Let’s start with the beer: it ran out. After about an hour. I guess they didn’t realize how thirsty we’d all be in the 80 degree weather on an asphalt parking lot along the FDR Drive (which, by the way, they dubbed as New York City’s first solar-powered “Green Energy, Arts, and Education Center”).

Left to our own resources, my friend and I were forced to find other sources of refreshment. A half-full bottle of Patron did the trick, mixed with some warm Vitamin Water. Kinda tasted like a Mexican pospsicle. But less delicious.

Next – the food. While I ate my entire plate along with the scraps from my friend, I was really eating out of contempt. The highbrow BBQ consisted of a poorly-filled pork taco, a piece of corn, some watermelon/tomato salad (albeit delicious) and a small peach cobber. I could have ate about 5 of these dishes and still would have been hungry. It didn’t help to see Chef CJ smoking and drinking in the back near the food. I guess you need to numb the pain with something.

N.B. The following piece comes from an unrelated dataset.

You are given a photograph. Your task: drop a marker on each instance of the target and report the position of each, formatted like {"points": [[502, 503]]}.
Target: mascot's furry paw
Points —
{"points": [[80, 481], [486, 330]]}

Lastly – the band. I’ve only heard a few songs from Islands and they actually sounded incredible live, despite the poor sound system (most likely due to the fact that it was solar-powered – rock & roll is not ready to go green, I’m sorry). When the lead singer shadowed Ray Charles by putting on a pair of sunglasses that were completely white with paint, I should have known things were taking a turn for the worse. But it wasn’t until he stormed off the stage in the middle of a song, leaving his bandmates in a state of bewilderment and embarrassment that I knew the shit hit the fan. If that wasn’t bad enough, his bandmates had to convince the crowd, or what was left of it, to clap and yell to encourage their narcissistic band leader to come back out on stage to finish the set. White boy came back out, didn’t say a word about what just happened, finished the song, and left. It. Was. Awkward.

All in all, I had fun since the weather was gorgeous and it ended with me and my friend getting a real meal followed by loitering on a bench eating ice cream cones. I also learned some valuable lessons:

1. Don’t expect much from $25 in NYC

2. Tequila can be mixed with anything, as long as you close your eyes and think happy thoughts while drinking it

3. People who wear sunglasses (on purpose) that look like as if they were in a battle with a bottle of white-out are emotionally unstable


Anonymous said...

You're just disappointed that the food was gourmet and not fried. You can't eat hot dogs EVERY weekend Dailynuzzo.